I’m back with another small issue with camera facing and shadowing. :roll_eyes:

(To be honest, this is very specific to my attempt to use MudBun for grass, so with a very thin box and splat mapping, but I really appreciate your help so far!)

When enabling camera facing, “backface” splats also seem to start facing the camera (which is great, more fullness for less polygons.)

But because their normals are not adjusted accordingly, the backface splats get rendered as if they were in a shadowed part.

This artifact will be almost canceled if camera facing = 1, because then the front facing splats happen to mostly cover up the back facing splats. But as soon as position jitter is added, this lucky situation is no longer true and the artifacts becomes visible again.

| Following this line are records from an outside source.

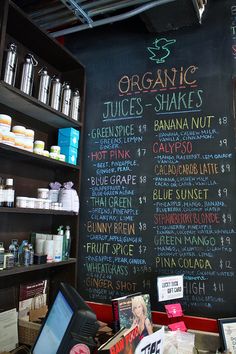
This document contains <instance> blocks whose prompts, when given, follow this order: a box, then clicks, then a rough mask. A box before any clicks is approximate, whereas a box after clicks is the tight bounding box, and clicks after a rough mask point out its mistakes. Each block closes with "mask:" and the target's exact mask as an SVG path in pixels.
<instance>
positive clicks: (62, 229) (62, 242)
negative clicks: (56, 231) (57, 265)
mask: <svg viewBox="0 0 236 354" xmlns="http://www.w3.org/2000/svg"><path fill="white" fill-rule="evenodd" d="M55 236H60V237H61V245H59V247H58V251H57V253H58V254H59V248H60V247H61V258H58V260H60V261H64V258H65V235H64V230H63V225H60V226H59V227H58V229H57V235H55ZM56 239H57V237H56ZM58 241H59V240H58V239H57V240H56V241H55V242H56V244H58Z"/></svg>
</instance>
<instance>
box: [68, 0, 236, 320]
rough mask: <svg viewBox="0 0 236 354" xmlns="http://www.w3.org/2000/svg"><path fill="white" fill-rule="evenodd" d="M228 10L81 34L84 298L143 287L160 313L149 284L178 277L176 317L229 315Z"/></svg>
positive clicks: (153, 294) (233, 256) (224, 10)
mask: <svg viewBox="0 0 236 354" xmlns="http://www.w3.org/2000/svg"><path fill="white" fill-rule="evenodd" d="M226 3H227V4H226ZM231 9H232V1H226V2H222V1H215V2H213V4H211V8H210V9H209V12H208V17H207V20H206V21H205V22H204V23H203V25H201V26H200V25H199V26H197V27H194V28H185V29H181V30H178V31H172V32H168V33H165V34H150V33H147V32H145V31H144V32H143V33H142V31H141V30H140V29H137V31H135V29H134V28H132V29H131V30H126V31H125V30H122V29H121V27H114V29H113V28H111V30H104V31H102V30H100V31H98V33H97V36H96V35H95V34H94V32H93V34H92V35H91V36H90V37H89V38H87V43H86V44H87V45H88V46H90V48H91V49H90V51H88V52H87V53H86V54H84V59H86V71H87V76H88V95H87V112H86V133H85V144H84V145H85V147H84V157H83V161H84V165H83V181H82V191H81V212H80V215H81V217H80V223H81V230H80V235H79V237H80V249H79V264H78V282H79V291H80V293H81V295H82V296H83V297H84V298H85V299H86V300H89V301H95V302H99V303H108V304H109V303H111V299H112V298H114V297H117V296H122V295H125V294H128V293H132V292H137V291H142V292H145V293H146V292H148V293H150V295H151V300H152V309H153V310H159V311H162V310H163V303H159V302H158V301H157V277H158V276H161V275H175V274H183V275H184V298H183V299H182V300H181V303H182V306H183V309H184V311H185V313H186V314H194V315H201V316H206V317H217V316H219V315H220V316H224V315H226V316H230V315H233V314H234V312H233V310H232V309H235V305H236V286H235V284H234V282H235V258H236V257H235V252H236V235H235V208H236V207H235V203H236V193H235V183H236V176H235V172H236V171H235V153H234V149H235V133H234V127H235V122H234V116H233V80H232V68H233V57H232V31H231V24H232V12H231ZM216 19H217V21H216ZM117 28H118V29H120V30H119V32H118V30H117ZM114 31H116V32H114ZM114 34H116V37H115V38H116V39H114ZM233 40H234V38H233ZM71 46H72V49H73V48H74V50H75V48H76V47H75V44H73V45H71ZM101 46H103V47H101ZM92 53H93V55H92ZM81 55H82V57H83V54H81V53H80V56H79V57H80V59H81ZM89 58H90V61H89Z"/></svg>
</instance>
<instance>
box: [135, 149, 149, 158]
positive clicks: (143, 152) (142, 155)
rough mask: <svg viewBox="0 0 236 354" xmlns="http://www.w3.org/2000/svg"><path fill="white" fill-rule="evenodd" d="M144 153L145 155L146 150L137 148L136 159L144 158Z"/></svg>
mask: <svg viewBox="0 0 236 354" xmlns="http://www.w3.org/2000/svg"><path fill="white" fill-rule="evenodd" d="M146 153H147V149H145V148H138V149H137V155H138V157H144V156H146Z"/></svg>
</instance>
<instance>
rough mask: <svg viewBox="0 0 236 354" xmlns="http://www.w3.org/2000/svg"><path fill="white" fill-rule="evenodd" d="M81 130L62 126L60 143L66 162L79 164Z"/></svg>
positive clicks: (60, 132) (73, 163) (62, 152)
mask: <svg viewBox="0 0 236 354" xmlns="http://www.w3.org/2000/svg"><path fill="white" fill-rule="evenodd" d="M79 138H80V132H79V131H78V130H76V129H74V128H61V129H59V131H58V145H59V146H60V147H61V153H62V154H63V155H65V156H66V162H68V163H71V164H73V165H76V164H77V157H78V148H79Z"/></svg>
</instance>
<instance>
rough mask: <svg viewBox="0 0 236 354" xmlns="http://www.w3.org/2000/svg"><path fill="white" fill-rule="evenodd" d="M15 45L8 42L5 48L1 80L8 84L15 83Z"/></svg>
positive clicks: (15, 66) (15, 52) (16, 67)
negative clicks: (2, 74)
mask: <svg viewBox="0 0 236 354" xmlns="http://www.w3.org/2000/svg"><path fill="white" fill-rule="evenodd" d="M16 52H17V45H16V44H15V43H10V44H9V46H8V48H7V50H6V61H5V68H4V76H3V81H5V82H6V83H7V84H9V85H13V86H14V85H15V78H16V70H17V62H18V59H17V53H16Z"/></svg>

Would there be a way to have the backface splats correct their normals when using camera facing?

Another alternative solution would be to hide backfacing splats when using camera facing. Or (and that one is really specific to my use case) to find a way of getting a layer of 1-face-only volume with no back face, but I feel like this might be out of scope for a tool like MudBun.

Video of the issue:
a2roa0

Well, I suppose it is possible to add an extra parameter like “camera-facing normal blend” that, when set to 1.0, will make the splat normals exactly facing the camera. It would mean if it’s fully activated and camera-facing is set to 1.0, all splats will have the normals facing the camera. Is that what you have in mind?

Yes, that would be ideal!

Version 1.0.22 is now published.
Changes include:

  • Options to match splat normals & shadows to splat camera facing.
  • Expose MudRendererBase.RenderMaterialPropertyBlock.